Advantage was taken of the assembling of all the troops to give regimental training during the remainder of the year. Early in 1906 orders came sending the regiment back to the United States. The headquarters, band, and first squadron were ordered to Fort Assiniboine, Montana. Troops C and M had left this post in 1884 after the close of the Indian campaigns which followed the Civil War. The troops sailed on the transport Logan January 5, 1906, via Nagasaki, Japan, Honolulu, T. H., and San Francisco, arriving at the latter port February 4. As soon as this squadron reached the new post it started making weekly practice marches as required by Department orders. The summer was spent in maneuvers at Camp Tacoma, near Murray, Washington.

The second squadron left Camp Stotsenburg January 23, 1906, and embarked on the transport Buford for station at Fort Riley, Kansas. It traveled by boat over the same route and arrived by rail at the new station March 11. During the following summer the troops participated in maneuvers in August and September and followed this period with a practice march of fifteen days.

The third squadron embarked on the same boat as the second squadron, and after arriving in San Francisco, entrained for Fort Snelling, Minnesota, where it arrived March 12, 1906. The summer maneuvers participated in by these troops occurred at Fort Benjamin Harrison, Indiana.

This was the year of the San Francisco earthquake and several of the officers of the regiment were sent there on staff duty during the emergency following the catastrophe. In November Major Herbert J. Slocum and Lieutenant Walter F. Martin were sent to Cuba for duty with the army of pacification.

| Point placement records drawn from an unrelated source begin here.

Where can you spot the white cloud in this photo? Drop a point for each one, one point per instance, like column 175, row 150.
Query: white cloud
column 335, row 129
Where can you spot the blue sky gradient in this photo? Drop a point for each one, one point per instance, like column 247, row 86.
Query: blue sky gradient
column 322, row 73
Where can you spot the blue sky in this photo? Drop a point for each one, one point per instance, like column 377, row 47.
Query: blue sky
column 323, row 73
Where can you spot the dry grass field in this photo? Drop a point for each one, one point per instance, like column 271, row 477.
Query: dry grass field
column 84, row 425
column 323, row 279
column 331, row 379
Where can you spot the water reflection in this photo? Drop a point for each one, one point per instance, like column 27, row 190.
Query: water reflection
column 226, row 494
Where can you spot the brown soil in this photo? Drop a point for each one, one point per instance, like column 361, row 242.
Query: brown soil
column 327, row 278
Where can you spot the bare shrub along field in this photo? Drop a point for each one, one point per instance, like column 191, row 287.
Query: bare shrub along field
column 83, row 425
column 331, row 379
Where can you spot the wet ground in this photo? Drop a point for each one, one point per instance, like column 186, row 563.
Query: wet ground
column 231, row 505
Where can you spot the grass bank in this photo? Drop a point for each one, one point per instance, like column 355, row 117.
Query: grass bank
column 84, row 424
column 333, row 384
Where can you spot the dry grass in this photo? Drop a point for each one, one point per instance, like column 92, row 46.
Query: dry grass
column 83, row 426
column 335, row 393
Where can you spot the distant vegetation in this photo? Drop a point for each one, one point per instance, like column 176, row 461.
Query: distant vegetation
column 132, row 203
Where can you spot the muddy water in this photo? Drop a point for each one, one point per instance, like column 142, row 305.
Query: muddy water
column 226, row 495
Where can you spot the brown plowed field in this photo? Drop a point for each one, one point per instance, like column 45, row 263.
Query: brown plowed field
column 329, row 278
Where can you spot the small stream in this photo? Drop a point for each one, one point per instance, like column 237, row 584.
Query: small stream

At that time there was much interest in the fine scores made by members of the regiment in rifle and pistol competitions. The record shows that during the years from 1881 to 1906 the Second Cavalry won more army team medals than any other regiment. In the latter year it also had eighteen Distinguished Marksmen, a larger number than any other regiment in the army.

The machine-gun platoon was organized in each cavalry regiment during the year in compliance with G.O. 113, War Department, June 19, 1906. It consisted of one sergeant, two corporals, and eighteen privates, and was commanded by an officer. Instead of organizing a separate troop, the men were selected from all the troops and carried on special duty while members of the platoon. The armament consisted of two Vickers-Maxim machine guns with tripod mounts, and other necessary equipment. The platoon was permanently attached to the first squadron for administration, and the men remained in their own barracks and messes, but joined the platoon each day for training.